La maggior parte delle persone del nostro pianeta, pur vivendo nelle più disparate culture, è convinta che esistano fenomeni ed entità che influenzano la nostra vita in modi a noi sconosciuti. Queste credenze vanno dalle piccole superstizioni, all'astrologia, al credere in un Dio e nella vita dopo la morte. Il problema che l'autore si pone però non è tanto la credenza in sé quanto perché l'uomo, pur essendo l'animale più razionale, crede.
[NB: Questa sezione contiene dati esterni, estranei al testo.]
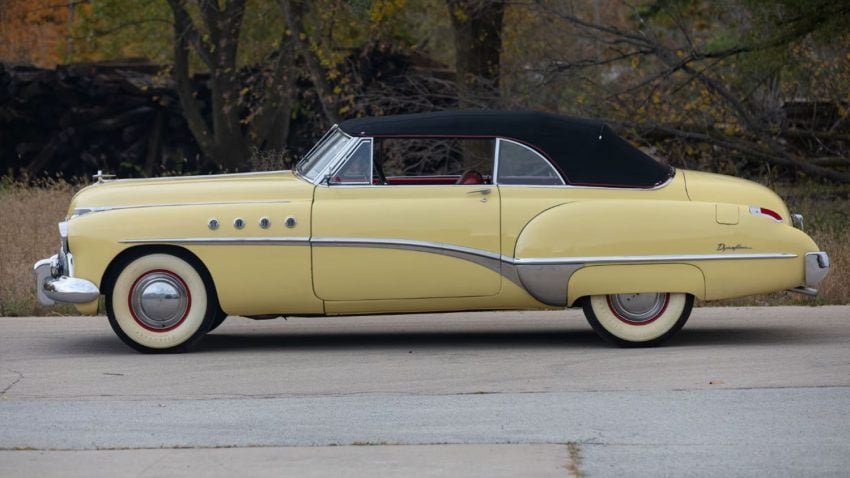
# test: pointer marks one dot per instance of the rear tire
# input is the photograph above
(637, 320)
(161, 303)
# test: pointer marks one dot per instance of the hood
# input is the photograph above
(708, 187)
(225, 188)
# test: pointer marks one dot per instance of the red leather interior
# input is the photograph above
(471, 177)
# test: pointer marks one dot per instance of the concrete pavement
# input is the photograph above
(740, 391)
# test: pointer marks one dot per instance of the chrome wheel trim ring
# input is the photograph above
(159, 300)
(638, 308)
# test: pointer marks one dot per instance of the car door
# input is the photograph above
(408, 218)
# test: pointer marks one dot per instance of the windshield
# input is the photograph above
(318, 158)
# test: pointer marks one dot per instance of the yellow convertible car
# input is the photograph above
(449, 211)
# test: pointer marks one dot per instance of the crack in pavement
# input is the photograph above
(9, 387)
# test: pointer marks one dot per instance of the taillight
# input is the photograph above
(763, 211)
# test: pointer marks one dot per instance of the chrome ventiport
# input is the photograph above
(797, 221)
(159, 300)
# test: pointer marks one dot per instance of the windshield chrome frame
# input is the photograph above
(319, 178)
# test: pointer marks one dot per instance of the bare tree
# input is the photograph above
(477, 28)
(686, 62)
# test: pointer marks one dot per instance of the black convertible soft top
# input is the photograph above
(587, 151)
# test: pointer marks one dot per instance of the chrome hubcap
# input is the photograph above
(159, 300)
(638, 308)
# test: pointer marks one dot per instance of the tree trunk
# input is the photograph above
(477, 27)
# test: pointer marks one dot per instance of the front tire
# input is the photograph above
(160, 303)
(637, 320)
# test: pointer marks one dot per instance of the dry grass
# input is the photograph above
(28, 232)
(28, 217)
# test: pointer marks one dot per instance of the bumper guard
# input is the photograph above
(817, 267)
(52, 286)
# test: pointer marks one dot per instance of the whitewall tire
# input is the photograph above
(638, 320)
(160, 303)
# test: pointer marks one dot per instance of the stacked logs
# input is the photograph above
(122, 117)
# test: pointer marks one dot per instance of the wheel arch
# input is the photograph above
(127, 255)
(635, 278)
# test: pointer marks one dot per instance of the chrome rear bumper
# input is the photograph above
(817, 267)
(52, 286)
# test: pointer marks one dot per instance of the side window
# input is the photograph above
(519, 164)
(400, 161)
(357, 168)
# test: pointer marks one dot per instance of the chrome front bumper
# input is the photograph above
(52, 285)
(817, 267)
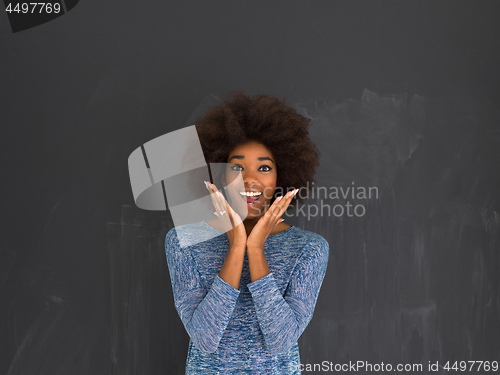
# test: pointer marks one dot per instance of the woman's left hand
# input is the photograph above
(269, 220)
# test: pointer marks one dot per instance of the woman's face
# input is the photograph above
(259, 173)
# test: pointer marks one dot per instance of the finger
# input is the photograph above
(221, 206)
(279, 221)
(218, 207)
(280, 205)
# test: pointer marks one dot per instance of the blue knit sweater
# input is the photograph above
(253, 330)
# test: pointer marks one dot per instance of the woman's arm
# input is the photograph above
(205, 314)
(282, 319)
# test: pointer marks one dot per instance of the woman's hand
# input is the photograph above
(269, 220)
(229, 219)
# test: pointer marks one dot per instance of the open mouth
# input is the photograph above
(250, 197)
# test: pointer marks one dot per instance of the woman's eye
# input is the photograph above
(233, 167)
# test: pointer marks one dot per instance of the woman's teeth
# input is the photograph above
(250, 197)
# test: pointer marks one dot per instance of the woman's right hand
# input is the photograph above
(228, 218)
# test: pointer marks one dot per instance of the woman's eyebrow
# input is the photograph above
(243, 157)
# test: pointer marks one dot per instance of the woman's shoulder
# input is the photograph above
(309, 237)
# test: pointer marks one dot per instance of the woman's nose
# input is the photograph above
(249, 178)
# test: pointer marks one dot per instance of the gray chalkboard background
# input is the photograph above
(403, 96)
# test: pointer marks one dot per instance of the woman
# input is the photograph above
(247, 294)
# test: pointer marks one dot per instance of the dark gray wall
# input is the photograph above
(404, 97)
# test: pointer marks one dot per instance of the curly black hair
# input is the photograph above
(269, 121)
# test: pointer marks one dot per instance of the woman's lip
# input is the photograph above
(244, 197)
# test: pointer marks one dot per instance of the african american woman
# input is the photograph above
(246, 295)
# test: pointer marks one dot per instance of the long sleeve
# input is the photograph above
(205, 314)
(282, 319)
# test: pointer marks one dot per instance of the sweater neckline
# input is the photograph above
(270, 236)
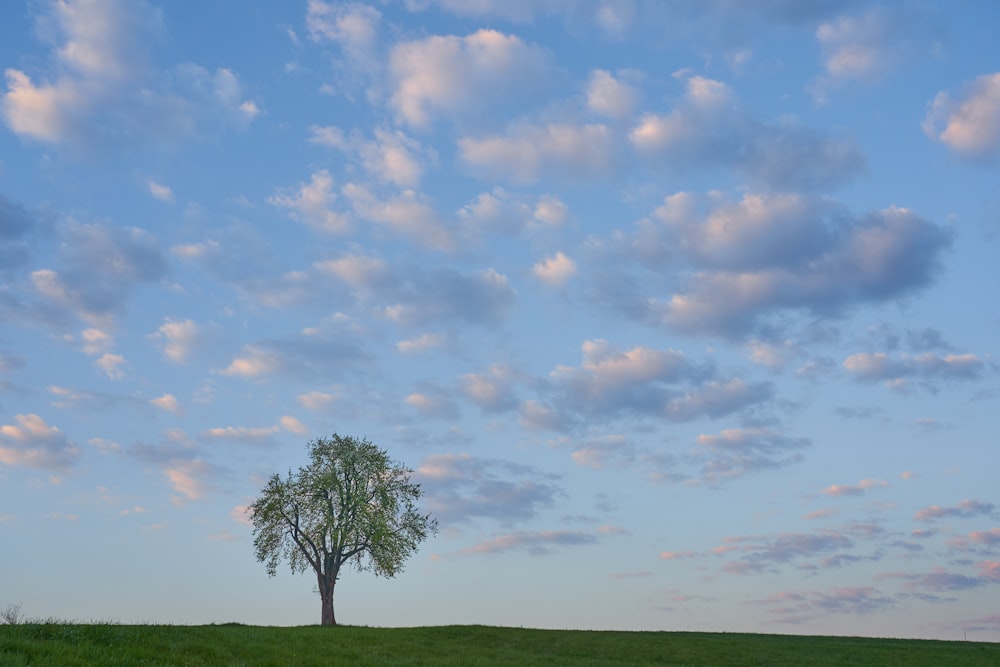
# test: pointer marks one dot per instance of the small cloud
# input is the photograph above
(111, 365)
(293, 425)
(161, 192)
(555, 270)
(964, 510)
(167, 402)
(859, 489)
(970, 126)
(421, 343)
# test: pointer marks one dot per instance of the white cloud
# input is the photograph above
(433, 403)
(316, 400)
(105, 94)
(354, 26)
(708, 127)
(188, 478)
(408, 213)
(464, 76)
(312, 204)
(859, 489)
(96, 341)
(610, 96)
(421, 343)
(254, 362)
(179, 337)
(293, 425)
(161, 192)
(970, 126)
(775, 253)
(391, 156)
(111, 365)
(529, 152)
(167, 402)
(895, 371)
(33, 443)
(555, 270)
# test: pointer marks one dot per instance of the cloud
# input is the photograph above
(499, 211)
(167, 402)
(111, 365)
(293, 425)
(447, 296)
(161, 192)
(970, 126)
(492, 390)
(433, 402)
(323, 355)
(105, 93)
(317, 400)
(605, 452)
(873, 367)
(354, 26)
(610, 96)
(312, 204)
(870, 45)
(767, 553)
(859, 489)
(527, 153)
(19, 230)
(763, 256)
(966, 509)
(979, 540)
(464, 77)
(188, 478)
(179, 338)
(555, 270)
(32, 443)
(734, 453)
(535, 543)
(100, 267)
(799, 606)
(391, 157)
(409, 214)
(243, 434)
(708, 128)
(422, 343)
(461, 487)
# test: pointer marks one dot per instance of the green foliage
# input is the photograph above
(163, 645)
(351, 505)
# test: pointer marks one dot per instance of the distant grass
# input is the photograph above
(70, 644)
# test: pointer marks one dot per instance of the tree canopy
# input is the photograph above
(350, 505)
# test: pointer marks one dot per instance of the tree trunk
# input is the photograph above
(326, 595)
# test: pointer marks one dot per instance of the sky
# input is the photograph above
(683, 312)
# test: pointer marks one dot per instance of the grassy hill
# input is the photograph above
(126, 645)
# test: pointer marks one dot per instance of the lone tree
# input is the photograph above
(350, 505)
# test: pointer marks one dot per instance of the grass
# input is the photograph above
(69, 644)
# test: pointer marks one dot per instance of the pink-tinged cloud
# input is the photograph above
(858, 489)
(32, 443)
(990, 569)
(964, 510)
(535, 543)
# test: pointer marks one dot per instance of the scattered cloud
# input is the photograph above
(966, 509)
(103, 92)
(464, 77)
(462, 487)
(33, 443)
(859, 489)
(970, 126)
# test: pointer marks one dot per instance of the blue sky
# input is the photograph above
(684, 313)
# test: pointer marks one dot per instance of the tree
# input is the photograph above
(350, 505)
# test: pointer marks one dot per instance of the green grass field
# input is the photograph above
(68, 644)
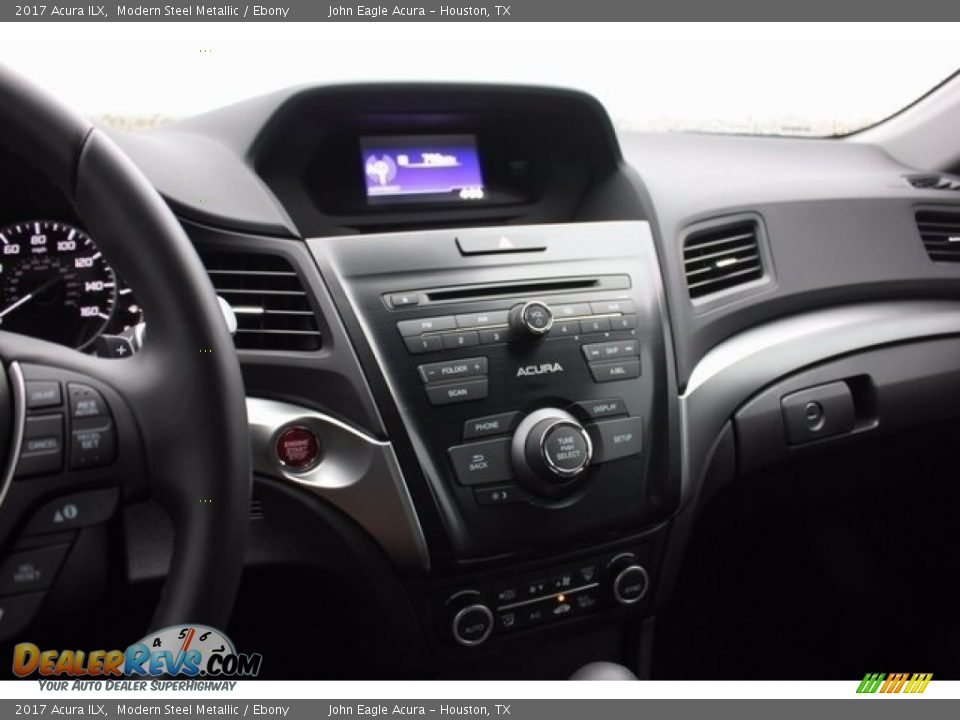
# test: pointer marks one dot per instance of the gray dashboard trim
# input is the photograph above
(357, 473)
(736, 369)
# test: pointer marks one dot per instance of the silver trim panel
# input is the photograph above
(733, 371)
(18, 392)
(358, 474)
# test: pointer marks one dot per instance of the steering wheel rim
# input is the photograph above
(184, 389)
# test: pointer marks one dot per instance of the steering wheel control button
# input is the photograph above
(453, 370)
(42, 449)
(16, 613)
(490, 425)
(531, 320)
(626, 369)
(298, 448)
(819, 412)
(85, 402)
(502, 495)
(31, 570)
(74, 511)
(482, 463)
(617, 439)
(426, 325)
(566, 448)
(472, 625)
(595, 409)
(463, 391)
(43, 394)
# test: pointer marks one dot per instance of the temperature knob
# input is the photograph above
(531, 320)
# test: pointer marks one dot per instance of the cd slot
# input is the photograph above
(527, 287)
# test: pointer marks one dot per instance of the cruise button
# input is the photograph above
(482, 463)
(619, 370)
(463, 391)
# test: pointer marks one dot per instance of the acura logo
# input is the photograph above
(539, 369)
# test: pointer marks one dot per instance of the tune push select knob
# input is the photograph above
(531, 320)
(551, 451)
(631, 581)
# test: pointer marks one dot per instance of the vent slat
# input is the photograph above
(940, 233)
(721, 258)
(271, 304)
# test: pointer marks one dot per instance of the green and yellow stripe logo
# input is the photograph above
(894, 682)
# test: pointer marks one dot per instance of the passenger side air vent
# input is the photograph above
(940, 232)
(722, 257)
(272, 308)
(935, 182)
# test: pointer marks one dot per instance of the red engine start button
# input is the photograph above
(298, 448)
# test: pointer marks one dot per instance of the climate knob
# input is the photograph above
(631, 581)
(531, 320)
(551, 451)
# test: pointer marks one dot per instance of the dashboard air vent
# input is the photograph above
(935, 182)
(722, 257)
(272, 308)
(940, 232)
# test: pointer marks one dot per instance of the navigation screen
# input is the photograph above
(421, 167)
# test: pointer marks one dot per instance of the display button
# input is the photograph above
(501, 495)
(611, 350)
(43, 393)
(85, 402)
(16, 612)
(404, 299)
(498, 317)
(614, 439)
(482, 463)
(491, 337)
(594, 325)
(452, 341)
(42, 450)
(31, 569)
(453, 369)
(609, 307)
(619, 370)
(424, 343)
(603, 408)
(426, 325)
(623, 322)
(74, 511)
(463, 391)
(561, 312)
(490, 425)
(298, 448)
(92, 443)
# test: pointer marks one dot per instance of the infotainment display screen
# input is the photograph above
(425, 168)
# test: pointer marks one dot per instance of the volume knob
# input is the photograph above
(531, 320)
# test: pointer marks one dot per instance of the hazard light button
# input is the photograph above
(298, 449)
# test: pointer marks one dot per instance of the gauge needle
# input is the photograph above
(27, 298)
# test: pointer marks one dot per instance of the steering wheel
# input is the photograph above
(168, 423)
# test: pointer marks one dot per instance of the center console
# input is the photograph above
(528, 371)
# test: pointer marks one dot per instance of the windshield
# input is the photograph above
(786, 79)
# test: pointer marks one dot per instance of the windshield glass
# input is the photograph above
(786, 79)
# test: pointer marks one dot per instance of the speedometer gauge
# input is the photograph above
(54, 283)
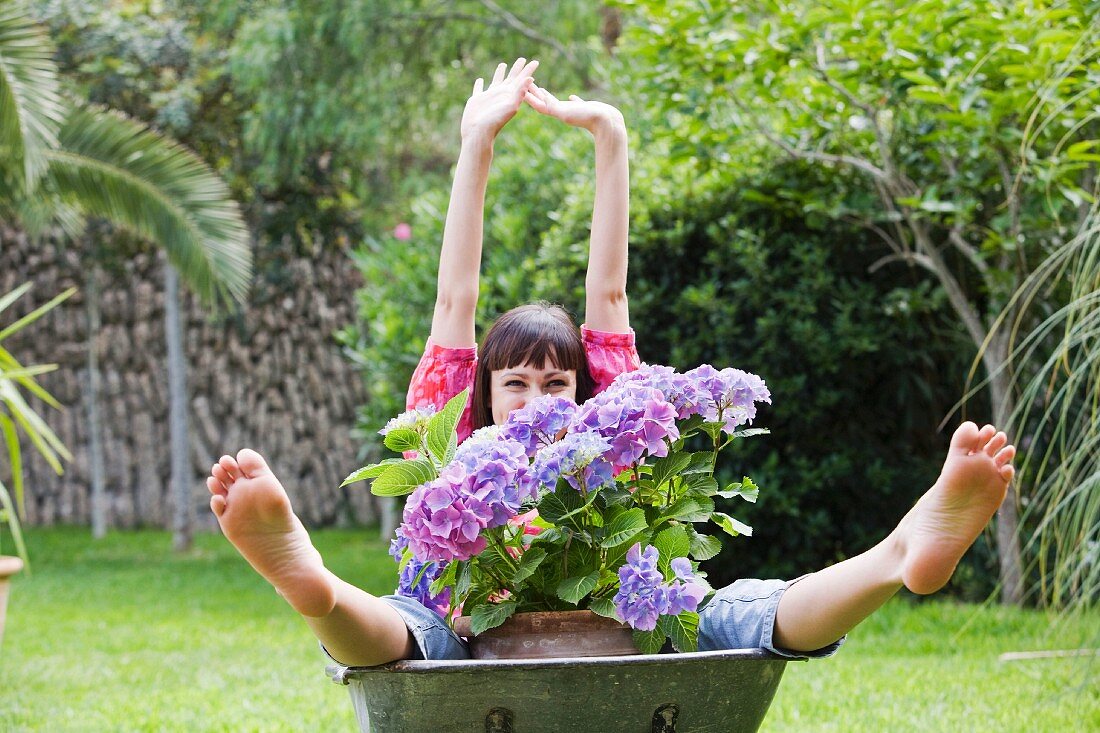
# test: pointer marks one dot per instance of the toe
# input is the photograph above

Nel primo capitolo, intitolato "L'etologia può spiegarci perché crediamo?", l'autore illustra come intende affrontare il problema. L'atteggiamento umano del credere potrebbe essere un comportamento selezionatosi nel corso dell'evoluzione, al pari di tutte le altre caratteristiche anatomiche e comportamentali. Se così fosse, sarebbe possibile rintracciare negli animali, almeno in forma primitiva, alcune "componenti del credere" e osservare come si siano evoluti per giungere all'uomo nella loro forma più complessa. In questo modo, il fenomeno del credere acquisterebbe un grande valore per la sopravvivenza e diventerebbe così quello che Mainardi chiama "l'irrazionale necessario".

Dal secondo capitolo in poi l'autore ci propone un percorso da seguire e identifica in almeno sette fenomeni, quegli elementi che potrebbero spiegare la nascita della capacità di credere. Ogni elemento viene definito in capitoli separati e studiato in maniera comparata fornendo esempi di come lo si ritrovi in natura o di come possa essere evidenziato con esperimenti di laboratorio. Due capitoli spiccano forse di più. Uno è dedicato all'autoconsapevolezza e descrive come sia stata dimostrata sperimentalmente solo in tre specie di scimmie antropomorfe e, forse, nell'elefante. Il secondo tratta di come l'uomo sia riuscito a illudersi di essere indipendente dalla natura e di come pensi di esserle superiore grazie alla sua evoluzione culturale.

Il nono e ultimo capitolo s'intitola come il primo, ma senza il punto interrogativo. Ed è qui che viene fatta una sorta di quadro finale in cui i singoli elementi vengono incastrati per spiegare la nascita della capacità di credere e, soprattutto, per spiegare come tale attitudine sia favorevole alla sopravvivenza.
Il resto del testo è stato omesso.